Open letter to Paul Slocum:
What determines the tempo of individual loops on your sample-remixer? Or put another way, how is tempo detected?
You said the program looks for "interesting loop points"--what is interesting to your random generator? (This sounds skeptical but I'm just trying to grasp the methodology--I like the idea of self-designed art-making tools being almost an art in themselves.)
Also, what is the database that the sampler is using to look for loops?
Do you have a folder of contemporary Christian music that the program is searching?
Also, is it contemporary Christian rock? (I only watched enough of the Casting Crowns vid to see that they look like gentle metal dudes.)
Again, these aren't criticisms, just trying to understand the concept better, and thought it might be fun to have a little cross-blog discussion going. (While we still have this freedom and before the Internet turns into walled garden Facebook ghettos controlled by your local cable provider.)
Best, Tom
November 2007
Bitmap Exhibition Opening
...at vertexList. Top photo: the projection on the rear wall is Paul B. Davis/Paper Rad's Video Compression Study II, interpolating Rihanna (I think), the Cranberries, and assorted '80s VHS ephemera. My "Stock Popcorn" GIF, based on a stock footage video of a rotating popcorn kernel found by Guthrie Lonergan, is in the foreground--from an "enlarged GIFs collection" vid I burned to DVD for the show. The bottom image and detail is a rather handsome work by Paul Slocum--the description reads "MINIMUM ATARI 2600 EMULATOR. This software emulates 2% of the functionality of the Atari 2600 game console. Supports 3 out of 151 instructions in the 6510 processor: INX, STX, and JMP. Supports 1 out of 58 TIA audio/video chip registers: COLUBK"
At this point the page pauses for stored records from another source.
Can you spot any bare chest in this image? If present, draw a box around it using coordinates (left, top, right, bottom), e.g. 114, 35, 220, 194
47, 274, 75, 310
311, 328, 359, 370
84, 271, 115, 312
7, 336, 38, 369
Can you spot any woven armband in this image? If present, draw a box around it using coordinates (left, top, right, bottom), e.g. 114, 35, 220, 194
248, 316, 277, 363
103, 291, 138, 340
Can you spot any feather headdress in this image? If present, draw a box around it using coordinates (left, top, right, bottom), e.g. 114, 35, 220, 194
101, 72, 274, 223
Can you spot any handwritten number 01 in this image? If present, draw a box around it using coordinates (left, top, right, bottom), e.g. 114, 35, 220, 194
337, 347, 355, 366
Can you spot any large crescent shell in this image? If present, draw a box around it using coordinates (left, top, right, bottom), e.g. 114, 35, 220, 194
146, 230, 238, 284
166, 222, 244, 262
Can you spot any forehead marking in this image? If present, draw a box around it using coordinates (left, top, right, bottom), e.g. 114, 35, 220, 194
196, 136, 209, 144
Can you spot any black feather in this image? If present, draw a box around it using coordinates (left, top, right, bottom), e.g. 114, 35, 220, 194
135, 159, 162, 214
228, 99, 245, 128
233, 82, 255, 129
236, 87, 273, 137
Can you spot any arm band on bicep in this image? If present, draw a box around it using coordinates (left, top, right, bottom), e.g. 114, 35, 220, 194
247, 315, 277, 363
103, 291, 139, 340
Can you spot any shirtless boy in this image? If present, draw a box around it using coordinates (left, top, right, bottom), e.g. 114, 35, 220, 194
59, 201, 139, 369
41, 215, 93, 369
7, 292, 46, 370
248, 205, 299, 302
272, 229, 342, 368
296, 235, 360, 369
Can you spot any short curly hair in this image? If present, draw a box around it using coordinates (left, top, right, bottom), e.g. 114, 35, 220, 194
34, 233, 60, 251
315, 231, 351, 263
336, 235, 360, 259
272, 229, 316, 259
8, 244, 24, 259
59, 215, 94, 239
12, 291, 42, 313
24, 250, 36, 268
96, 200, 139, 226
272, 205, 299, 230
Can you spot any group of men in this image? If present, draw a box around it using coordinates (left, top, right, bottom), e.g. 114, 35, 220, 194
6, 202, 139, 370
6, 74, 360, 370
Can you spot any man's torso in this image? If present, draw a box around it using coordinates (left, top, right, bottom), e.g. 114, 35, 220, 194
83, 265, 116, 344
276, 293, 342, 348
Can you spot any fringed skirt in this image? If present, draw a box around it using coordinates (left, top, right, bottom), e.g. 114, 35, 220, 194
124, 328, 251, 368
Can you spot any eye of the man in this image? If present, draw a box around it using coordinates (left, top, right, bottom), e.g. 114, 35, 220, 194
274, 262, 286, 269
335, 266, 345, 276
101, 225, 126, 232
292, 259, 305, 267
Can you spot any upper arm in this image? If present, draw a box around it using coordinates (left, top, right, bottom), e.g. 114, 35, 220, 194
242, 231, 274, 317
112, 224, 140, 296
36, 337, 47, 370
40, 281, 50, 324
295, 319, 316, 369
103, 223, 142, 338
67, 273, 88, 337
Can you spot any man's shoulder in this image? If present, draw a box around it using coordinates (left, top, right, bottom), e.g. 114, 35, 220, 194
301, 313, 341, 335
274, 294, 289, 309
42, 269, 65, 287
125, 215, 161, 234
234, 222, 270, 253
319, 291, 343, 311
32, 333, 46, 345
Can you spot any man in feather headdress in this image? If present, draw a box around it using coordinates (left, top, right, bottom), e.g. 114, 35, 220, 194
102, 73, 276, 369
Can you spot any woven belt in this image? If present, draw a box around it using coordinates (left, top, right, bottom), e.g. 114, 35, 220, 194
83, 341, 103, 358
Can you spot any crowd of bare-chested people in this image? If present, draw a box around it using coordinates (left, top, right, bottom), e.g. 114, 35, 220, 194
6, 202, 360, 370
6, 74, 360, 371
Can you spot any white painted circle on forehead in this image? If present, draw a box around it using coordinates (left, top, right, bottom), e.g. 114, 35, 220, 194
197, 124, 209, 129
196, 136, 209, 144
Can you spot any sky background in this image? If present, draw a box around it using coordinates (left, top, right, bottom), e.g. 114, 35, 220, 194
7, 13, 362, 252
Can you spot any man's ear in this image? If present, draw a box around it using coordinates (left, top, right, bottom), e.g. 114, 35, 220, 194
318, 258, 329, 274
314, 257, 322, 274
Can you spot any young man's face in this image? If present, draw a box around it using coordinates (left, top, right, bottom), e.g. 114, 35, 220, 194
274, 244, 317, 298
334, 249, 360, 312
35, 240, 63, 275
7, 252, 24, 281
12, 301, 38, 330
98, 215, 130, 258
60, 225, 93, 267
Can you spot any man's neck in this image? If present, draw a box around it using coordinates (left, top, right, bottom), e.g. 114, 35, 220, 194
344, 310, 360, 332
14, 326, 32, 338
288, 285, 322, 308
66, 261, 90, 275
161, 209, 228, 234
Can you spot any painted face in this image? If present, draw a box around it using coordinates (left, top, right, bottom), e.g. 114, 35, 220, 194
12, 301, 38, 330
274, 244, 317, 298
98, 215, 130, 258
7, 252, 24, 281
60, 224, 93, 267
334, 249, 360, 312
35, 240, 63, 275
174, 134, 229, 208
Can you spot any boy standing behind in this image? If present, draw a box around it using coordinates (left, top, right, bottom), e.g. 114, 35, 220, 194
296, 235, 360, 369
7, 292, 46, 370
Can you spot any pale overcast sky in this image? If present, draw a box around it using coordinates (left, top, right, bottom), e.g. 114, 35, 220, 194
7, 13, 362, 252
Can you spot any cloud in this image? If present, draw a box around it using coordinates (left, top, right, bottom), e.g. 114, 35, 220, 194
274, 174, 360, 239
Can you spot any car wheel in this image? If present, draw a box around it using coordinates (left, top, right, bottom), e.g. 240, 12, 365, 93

The Atari console is on the floor, connected to the left hand screen; a PC is connected to the screen on the right. I'm guessing the joke is that the console image is set at the same minimal level of information as the emulator--a kind of pre-emptive subtraction to avoid the usual XYZ reading of this kind of transformation.
Slocum adds (via email):
...I thought [the minimum emulator] needed to demonstrate some sort of verifiable output and use the simplest command subset to do so. I chose INX (increase the X register by one), STX (store the X value in a memory location), and JMP (like GOTO in BASIC, need this to keep it running in a loop).
So the program that both the emulator and Atari are running is made up of a long string of alternating INX and STX commands with a JMP at the end to make it loop. I probably spent more time designing the sequence* than I did writing the emulator.
At this level of minimalism in code and machine, I noticed that it reduces to a variation on the concept of [Steve Reich's] "It's Gonna Rain." Its visual complexity is due to mismatched phase. I may explore this further in future work...
*A .pdf showing the "Atari 2600 ROM Disassembler Output" is here.
Anti Ron Paul Movement on the Left
One candidate stands up to Giuliani in the Republican debates and says the US's destructive policies abroad led to 9/11--it's not because "the terrorists hate us for our freedoms," the official loony story line. Millions appreciated his candor and have given him money as the sole conservative candidate not on defense industry payroll. Yes, we're talking about Ron Paul. Now considerable effort on both the right and the centrist left is going to marginalize Paul as a "nut." Justin Raimondo at antiwar.com examines the anti-Ron Paul movement, particularly posts by center-left blogger David Neiwert, who seems not to understand that the US has bigger problems than Ron Paul's candidacy. I would also add the ultra-verbose Open Left blogger Paul Rosenberg, who I believe tacitly supports a permanent U.S security state and endless military adventurism abroad with his Herculean efforts to prove that the "paleo" conservatives are a greater danger to us than Rudy and probably ultimately Hillary. Rosenberg says the paleos are isolationists who want to return us to a time that never existed, but so what? Being the world's cop clearly isn't working out--that part of the critique rings true. Rosenberg's effort to discredit the already discredited paleos seems like cloud cuckoo cerebration in the face of the rise of Thug No. 1--the neocon 9/11 profiteer who has promised to continue Bush's policies of preemptive, undeclared wars and the resulting curtailment of civil liberties here at home.
Neiwert at one point singled out this 1999 Raimondo column as an example of the paranoia of the paleos. Raimondo was talking about the Y2K madness and how it was prepping us for an Afghanistan attack--incredibly prescient, it seems to me.
Song 8 (Blip)
"Song 8 (Blip)" [2.3 MB .mp3]
Tune done "live" on an Electribe groovebox (the Amkii, not the Rmkii I was using last year)--it's semi-default-y; I wrote the melodies myself but some of the textures (like the scratching, and the ending sputter) are direct from the factory.
This is a straight recording, no compression, effects, or changes to the tracking or balance have been added (hence the hard panning of the right and left channels). Eventually I might tweak it but right now I'm kind of enjoying it raw.